3.1) Choose the first 950 observations to train each of the five models in 2.1), and the last 50 observations to test the out-of-sample performance of the models Use the following performance metrics to measure model performance:
* mean square error (mse)
* root mean square error (rmse)

In [None]:
# @title 3.1) suggested solution

# define train and test data sets
no_obs_tr = 950
y_tr = y[:no_obs_tr]
y_te = y[no_obs_tr:]
all_mse = []
all_rmse = []

# loop through the 5 diff models
for i,order in enumerate(orders):
  # define and fit AR model
  model = ARIMA(y_tr, order=order).fit()

  # Forecast
  horizon = y_te.shape[0]
  y_hat = model.get_forecast(horizon).summary_frame()['mean'].values

  #calculate mse and rmse
  mse = np.mean((y_hat - y_te)**2)
  rmse = np.mean((y_hat - y_te)**2)**0.5

  # save metrics
  all_mse.append(mse)
  all_rmse.append(rmse)
  print('Model with {0} lag has mse {1:.3f} and rmse {2:.3f}'\
        .format(i+1,mse,rmse))

print('The winner model accordig with mse is {} !!!'\
      .format(orders[np.argmin(all_mse)]))
print('The winner model accordig with rmse is {} !!!'\
      .format(orders[np.argmin(all_rmse)]))

Model with 1 lag has mse 4.386 and rmse 2.094
Model with 2 lag has mse 3.753 and rmse 1.937
Model with 3 lag has mse 3.711 and rmse 1.926
Model with 4 lag has mse 3.631 and rmse 1.905
Model with 5 lag has mse 3.748 and rmse 1.936
The winner model accordig with mse is (4, 0, 0) !!!
The winner model accordig with rmse is (4, 0, 0) !!!

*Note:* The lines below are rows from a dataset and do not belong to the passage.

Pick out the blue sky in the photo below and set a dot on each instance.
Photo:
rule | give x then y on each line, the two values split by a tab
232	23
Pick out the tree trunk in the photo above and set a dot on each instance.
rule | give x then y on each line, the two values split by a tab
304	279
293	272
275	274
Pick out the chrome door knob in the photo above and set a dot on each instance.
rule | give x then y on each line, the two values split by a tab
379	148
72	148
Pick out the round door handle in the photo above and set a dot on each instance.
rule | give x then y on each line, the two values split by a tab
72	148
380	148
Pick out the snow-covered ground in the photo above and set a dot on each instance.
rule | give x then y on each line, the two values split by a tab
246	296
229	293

**Bonus Question:** use different time periods for the training sample and create a loop that iterates through them, fitting the 5 models from 2.1). Do you obtain different results?

**Tips:** You will need two loops, something like this:

```
for n in no_obs_tr:
  #here you define y_tr and y_te using n
  for i,order in enumerate(orders):
```


## 4) ACF and PACF
This approach only applies to timeseries models, e.g. AR, MA or ARMA.

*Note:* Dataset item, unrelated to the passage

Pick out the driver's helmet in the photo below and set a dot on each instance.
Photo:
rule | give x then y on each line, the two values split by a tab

According with *Shumway, R. H., Stoffer, D. S., & Stoffer, D. S. (2000). Time series analysis and its applications (Vol. 3). New York: springer*, we can select the number of lags (p) in an autoregressive (AR) model by looking into the autocorrelation function (ACF) and the partial autocorreltation function (PACF).

As shown by the table below, an AR process shows ACFs that tails off. In other words, the ACF decreases gradually. On the other hand, the PACF for an AR process cuts off after lag p. That is, becomes zero in statistical terms.  

|     | AR(p) |
| --- | ---   |
| ACF | Tails off |
| PACF| Cuts off after lag p|


4.1) Plot (again) the ACF and PACF for the time series $y$

In [None]:
# @title 4.1) suggested solution

# plot the first 20 lags
fig, axs = plt.subplots(1,2,figsize=(15,4))
plot_acf(y, lags=20, ax=axs[0])
plot_pacf(y, lags=20, ax=axs[1])
plt.show()

The ACF (left diagram) clearly tails off and the PACF (right diagram) becomes 0 after lag 2.

**Question:** What do these results suggest?